Lo que ha sucedido en Kinshasa el día de fin de año ha sido mucho más que un trágico episodio saldado con al menos ocho muertos, centenares de personas golpeadas y numerosos templos profanados mientras se celebraba la Misa dominical. Ha sido un serio aviso de que el régimen despótico de Joseph Kabila ha querido enviar a la Iglesia católica, convertida en el único sujeto social capaz de prestar voz y ofrecer cohesión a las expectativas del pueblo congoleño.
El 31 de diciembre de 2017 se cumplía un año de la firma de los Acuerdos de San Silvestre entre el Gobierno y la oposición, conseguida (podríamos decir casi arrancada) in extremis, gracias a la mediación y el empuje de la Conferencia Episcopal del Congo. Esos acuerdos trazaban el itinerario para que se convocasen elecciones presidenciales y Kabila renunciase a presentarse nuevamente y eran, quizás, la última oportunidad para que este inmenso y atribulado país salvaguardara la paz social y la estabilidad. Muy pronto se vio que Kabila solo pretendía ganar tiempo; no solo eso, el régimen ha provocado, directa o indirectamente, todo tipo de situaciones violentas para crear un clima que hiciera técnicamente imposible la realización de las elecciones. Mientras tanto la oposición se ha visto descabezada tras el imprevisto fallecimiento de su líder Etienne Tshsisekedi, y el desánimo ha cundido en una población oprimida por la corrupción generalizada y la falta de perspectivas de prosperidad. Kabila no ha dudado en explotar las tensiones étnicas con el fin de presentarse como el único garante frente al caos.
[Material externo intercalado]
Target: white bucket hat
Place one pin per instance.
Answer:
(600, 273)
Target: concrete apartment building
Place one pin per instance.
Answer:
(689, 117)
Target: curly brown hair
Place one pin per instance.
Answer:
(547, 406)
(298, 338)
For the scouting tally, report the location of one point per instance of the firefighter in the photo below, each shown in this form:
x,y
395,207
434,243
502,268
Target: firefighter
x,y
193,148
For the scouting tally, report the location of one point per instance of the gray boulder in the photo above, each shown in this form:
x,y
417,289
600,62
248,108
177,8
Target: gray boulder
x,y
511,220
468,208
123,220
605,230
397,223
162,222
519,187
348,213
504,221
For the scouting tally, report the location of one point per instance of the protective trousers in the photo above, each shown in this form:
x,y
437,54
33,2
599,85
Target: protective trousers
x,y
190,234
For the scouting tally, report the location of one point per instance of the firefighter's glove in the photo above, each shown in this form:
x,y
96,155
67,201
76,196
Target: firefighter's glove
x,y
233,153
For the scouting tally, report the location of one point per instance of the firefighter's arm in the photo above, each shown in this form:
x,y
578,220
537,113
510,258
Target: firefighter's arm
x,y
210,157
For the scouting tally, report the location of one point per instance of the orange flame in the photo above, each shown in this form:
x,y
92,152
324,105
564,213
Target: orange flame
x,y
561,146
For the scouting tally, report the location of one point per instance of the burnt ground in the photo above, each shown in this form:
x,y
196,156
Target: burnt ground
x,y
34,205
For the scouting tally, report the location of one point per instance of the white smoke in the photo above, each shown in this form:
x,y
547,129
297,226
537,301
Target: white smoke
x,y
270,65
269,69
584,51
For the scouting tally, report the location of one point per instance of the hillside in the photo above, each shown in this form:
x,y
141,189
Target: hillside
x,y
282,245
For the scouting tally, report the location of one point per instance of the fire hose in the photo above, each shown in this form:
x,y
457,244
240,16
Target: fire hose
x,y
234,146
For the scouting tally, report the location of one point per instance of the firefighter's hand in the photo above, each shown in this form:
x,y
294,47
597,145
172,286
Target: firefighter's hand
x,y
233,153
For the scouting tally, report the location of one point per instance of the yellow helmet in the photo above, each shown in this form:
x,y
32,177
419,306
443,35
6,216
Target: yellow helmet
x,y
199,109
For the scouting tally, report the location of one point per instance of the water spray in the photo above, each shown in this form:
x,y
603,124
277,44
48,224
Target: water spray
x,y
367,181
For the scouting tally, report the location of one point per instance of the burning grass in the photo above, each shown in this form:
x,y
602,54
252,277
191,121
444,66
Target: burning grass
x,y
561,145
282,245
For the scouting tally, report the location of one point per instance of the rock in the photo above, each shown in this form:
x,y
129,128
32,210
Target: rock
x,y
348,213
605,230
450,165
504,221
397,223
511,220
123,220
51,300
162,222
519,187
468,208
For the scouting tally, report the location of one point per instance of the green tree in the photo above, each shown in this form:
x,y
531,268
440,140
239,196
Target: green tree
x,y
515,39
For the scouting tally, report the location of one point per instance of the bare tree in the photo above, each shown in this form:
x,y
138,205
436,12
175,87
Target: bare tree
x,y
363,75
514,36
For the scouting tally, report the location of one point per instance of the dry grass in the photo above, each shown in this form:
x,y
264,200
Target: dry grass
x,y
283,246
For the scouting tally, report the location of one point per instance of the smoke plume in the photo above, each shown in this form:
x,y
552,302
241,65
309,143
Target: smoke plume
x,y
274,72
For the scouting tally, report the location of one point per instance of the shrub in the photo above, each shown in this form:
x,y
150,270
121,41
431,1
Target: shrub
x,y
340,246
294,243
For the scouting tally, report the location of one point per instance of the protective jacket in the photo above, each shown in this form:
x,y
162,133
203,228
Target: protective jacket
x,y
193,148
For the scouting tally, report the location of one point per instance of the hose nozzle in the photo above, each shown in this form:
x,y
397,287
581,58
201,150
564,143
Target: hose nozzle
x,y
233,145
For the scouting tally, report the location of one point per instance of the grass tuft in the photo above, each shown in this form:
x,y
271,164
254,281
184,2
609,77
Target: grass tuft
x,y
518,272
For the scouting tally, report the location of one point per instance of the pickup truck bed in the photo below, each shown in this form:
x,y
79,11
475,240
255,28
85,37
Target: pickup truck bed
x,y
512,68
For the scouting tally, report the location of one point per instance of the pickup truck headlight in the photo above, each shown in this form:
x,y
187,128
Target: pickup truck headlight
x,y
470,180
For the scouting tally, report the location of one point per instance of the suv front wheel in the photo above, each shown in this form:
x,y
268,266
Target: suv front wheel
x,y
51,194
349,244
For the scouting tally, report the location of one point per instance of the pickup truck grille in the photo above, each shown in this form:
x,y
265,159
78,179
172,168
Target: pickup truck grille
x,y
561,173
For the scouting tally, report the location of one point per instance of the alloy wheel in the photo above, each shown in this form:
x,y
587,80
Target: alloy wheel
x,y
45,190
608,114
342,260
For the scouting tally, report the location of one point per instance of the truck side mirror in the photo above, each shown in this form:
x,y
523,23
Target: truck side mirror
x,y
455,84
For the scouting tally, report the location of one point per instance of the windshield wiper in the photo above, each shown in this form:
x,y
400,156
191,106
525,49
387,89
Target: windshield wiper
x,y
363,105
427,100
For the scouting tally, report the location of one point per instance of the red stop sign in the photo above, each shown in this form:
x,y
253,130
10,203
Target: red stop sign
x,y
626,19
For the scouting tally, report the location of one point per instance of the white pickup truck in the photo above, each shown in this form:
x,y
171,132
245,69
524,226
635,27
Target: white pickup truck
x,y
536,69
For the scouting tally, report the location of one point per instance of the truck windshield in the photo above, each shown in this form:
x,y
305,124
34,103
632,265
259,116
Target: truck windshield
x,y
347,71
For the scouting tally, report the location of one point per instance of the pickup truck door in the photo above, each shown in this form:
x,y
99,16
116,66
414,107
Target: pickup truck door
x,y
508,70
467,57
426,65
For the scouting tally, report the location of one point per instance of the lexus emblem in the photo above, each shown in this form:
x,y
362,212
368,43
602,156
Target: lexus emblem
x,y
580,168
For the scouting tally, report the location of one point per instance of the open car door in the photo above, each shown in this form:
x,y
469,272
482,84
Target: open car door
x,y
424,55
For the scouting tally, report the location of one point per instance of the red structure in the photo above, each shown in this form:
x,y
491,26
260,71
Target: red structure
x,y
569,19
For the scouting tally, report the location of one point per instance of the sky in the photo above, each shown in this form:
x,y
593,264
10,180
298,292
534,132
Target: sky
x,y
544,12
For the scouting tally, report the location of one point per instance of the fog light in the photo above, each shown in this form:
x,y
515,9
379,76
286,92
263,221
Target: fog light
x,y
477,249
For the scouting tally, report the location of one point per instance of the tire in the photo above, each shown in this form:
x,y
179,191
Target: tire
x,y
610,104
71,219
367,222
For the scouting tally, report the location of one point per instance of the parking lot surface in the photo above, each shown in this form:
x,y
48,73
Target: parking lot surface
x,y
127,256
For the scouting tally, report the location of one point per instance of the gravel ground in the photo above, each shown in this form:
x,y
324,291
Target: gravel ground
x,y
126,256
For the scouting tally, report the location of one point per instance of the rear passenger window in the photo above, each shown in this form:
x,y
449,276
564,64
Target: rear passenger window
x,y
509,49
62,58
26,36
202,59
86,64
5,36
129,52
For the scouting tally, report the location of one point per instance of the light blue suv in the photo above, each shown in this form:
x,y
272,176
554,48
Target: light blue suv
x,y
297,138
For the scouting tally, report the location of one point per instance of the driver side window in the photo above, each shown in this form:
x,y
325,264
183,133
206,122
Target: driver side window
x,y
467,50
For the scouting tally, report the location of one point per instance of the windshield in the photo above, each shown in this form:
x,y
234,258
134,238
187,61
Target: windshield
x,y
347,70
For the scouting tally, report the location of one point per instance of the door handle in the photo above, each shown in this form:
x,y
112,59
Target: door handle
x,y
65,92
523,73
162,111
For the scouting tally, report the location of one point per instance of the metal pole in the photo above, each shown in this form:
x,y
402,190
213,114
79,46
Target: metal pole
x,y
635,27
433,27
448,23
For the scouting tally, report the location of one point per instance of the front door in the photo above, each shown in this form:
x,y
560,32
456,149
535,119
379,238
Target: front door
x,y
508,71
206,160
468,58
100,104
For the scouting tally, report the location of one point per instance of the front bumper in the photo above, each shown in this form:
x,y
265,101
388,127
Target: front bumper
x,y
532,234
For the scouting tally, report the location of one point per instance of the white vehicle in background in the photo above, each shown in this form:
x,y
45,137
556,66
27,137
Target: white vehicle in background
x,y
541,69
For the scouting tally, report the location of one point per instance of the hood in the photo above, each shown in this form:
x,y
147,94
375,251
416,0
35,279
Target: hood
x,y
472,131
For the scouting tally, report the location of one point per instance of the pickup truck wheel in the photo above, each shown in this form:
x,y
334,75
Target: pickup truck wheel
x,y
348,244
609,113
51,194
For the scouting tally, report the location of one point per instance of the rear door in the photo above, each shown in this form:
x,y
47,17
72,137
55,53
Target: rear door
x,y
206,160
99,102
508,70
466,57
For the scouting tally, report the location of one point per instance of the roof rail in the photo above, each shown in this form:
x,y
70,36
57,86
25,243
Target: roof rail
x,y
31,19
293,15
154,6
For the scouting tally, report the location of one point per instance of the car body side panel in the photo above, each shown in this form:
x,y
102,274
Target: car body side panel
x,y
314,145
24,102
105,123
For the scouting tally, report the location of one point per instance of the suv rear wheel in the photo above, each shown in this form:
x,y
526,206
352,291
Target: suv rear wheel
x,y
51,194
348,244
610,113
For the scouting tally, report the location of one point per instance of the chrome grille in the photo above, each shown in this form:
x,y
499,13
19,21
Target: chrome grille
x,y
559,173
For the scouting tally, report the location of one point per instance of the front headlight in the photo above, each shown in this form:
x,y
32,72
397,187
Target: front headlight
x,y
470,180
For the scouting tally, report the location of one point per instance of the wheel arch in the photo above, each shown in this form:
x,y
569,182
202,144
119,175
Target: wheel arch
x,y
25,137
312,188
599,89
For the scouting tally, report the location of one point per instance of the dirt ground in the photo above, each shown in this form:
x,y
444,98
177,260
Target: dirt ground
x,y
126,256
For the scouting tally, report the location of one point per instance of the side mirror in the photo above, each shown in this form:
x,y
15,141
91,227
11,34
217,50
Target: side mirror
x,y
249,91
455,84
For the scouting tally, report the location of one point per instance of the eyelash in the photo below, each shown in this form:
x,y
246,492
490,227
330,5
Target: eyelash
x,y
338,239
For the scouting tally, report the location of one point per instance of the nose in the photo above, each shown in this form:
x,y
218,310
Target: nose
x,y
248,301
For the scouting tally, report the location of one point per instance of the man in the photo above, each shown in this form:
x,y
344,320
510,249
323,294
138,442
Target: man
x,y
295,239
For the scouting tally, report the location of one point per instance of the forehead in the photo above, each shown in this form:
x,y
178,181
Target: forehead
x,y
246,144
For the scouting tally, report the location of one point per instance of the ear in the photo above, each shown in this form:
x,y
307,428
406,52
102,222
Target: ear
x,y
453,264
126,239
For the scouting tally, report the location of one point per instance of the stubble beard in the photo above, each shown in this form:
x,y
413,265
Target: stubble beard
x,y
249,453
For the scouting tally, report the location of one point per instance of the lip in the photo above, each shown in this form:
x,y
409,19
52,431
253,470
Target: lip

Con este mar de fondo, la Iglesia católica, gracias a su prestigio moral y a su implantación en el país, ha venido a convertirse en la única realidad sólida capaz de encauzar las mejores aspiraciones del pueblo. Los obispos siempre han estado en primera línea durante la crisis pero siempre han dejado claro que la Iglesia no pretendía actuar como un factor político. Sin embargo la situación ha empujado progresivamente a diversos sectores eclesiales a tomar un protagonismo creciente, como ha sucedido el pasado 31 de diciembre. Diversas asociaciones laicales habían convocado concentraciones pacíficas para reivindicar el cumplimiento de los Acuerdos de San Silvestre a la salida de la Misa dominical en varios templos de Kinshasa, la capital. Y el régimen ha optado por el escarmiento. Primero intentó impedir la coordinación de las movilizaciones suspendiendo la telefonía móvil y el acceso a Internet, pero lo peor llegó cuando el gobierno envió al ejército a reprimir con una violencia inusitada a quienes trataban de congregarse a las puertas de los templos, llegando a disparar sobre personas inocentes y desarmadas. Se habla de ocho muertos y numerosos heridos, aunque no hay un recuento fiable.
Ha habido otro aspecto muy significativo. Los soldados irrumpieron en el interior de las iglesias agrediendo a sacerdotes, monaguillos y fieles, en una actuación que no puede sino haber sido dictada desde el palacio presidencial. El cardenal Laurent Monsengwo ha ironizado con amargura sobre «los valientes uniformados» que la emprendieron a golpes con las familias que asistían a Misa, y ha denunciado «el salvajismo y la barbarie desplegadas». Ya no hay duda de que el régimen ha colocado en su diana a la Iglesia, y es arriesgado aventurar hasta dónde puede llegar en su escalada de violencia.
El asunto plantea, además, una interesante perspectiva. Está claro que la misión de la Iglesia consiste esencialmente en el anuncio de Jesucristo salvador del hombre (del hombre concreto y de la historia). Su tarea cotidiana de despliega en la cercanía de las comunidades, a través de la catequesis, de la celebración de los sacramentos y el ejercicio de una caridad creativa, que en la República democrática del Congo ha dado vida a un sinfín de iniciativas para mejorar la vida de la gente. De esa experiencia nace un interés por todo, especialmente por la ciudad común y sus vicisitudes. Los obispos congoleños han sido fieles seguidores de Francisco a la hora de tender puentes y buscar el diálogo hasta la extenuación… y sin embargo ahora se topan con un muro. Como tantas veces ha sucedido y sucederá, el testimonio de la verdad conlleva el riesgo de una oposición violenta.
Quizás contra su propio deseo, los obispos se encuentran hoy desempeñando en este país africano una figura clásica en la historia de la Iglesia, la del defensor civitatis. Esto solo puede ser una consecuencia contingente, derivada de lo esencial de su misión pastoral de anunciar a Cristo, camino, verdad y vida. Con todas las diferencias de coordenadas, que son muchas, es una experiencia que puede hacer pensar a los episcopados europeos. Es una figura que tiene sus riesgos, pero yo agradezco que los hayan aceptado en esta hora difícil para su pueblo.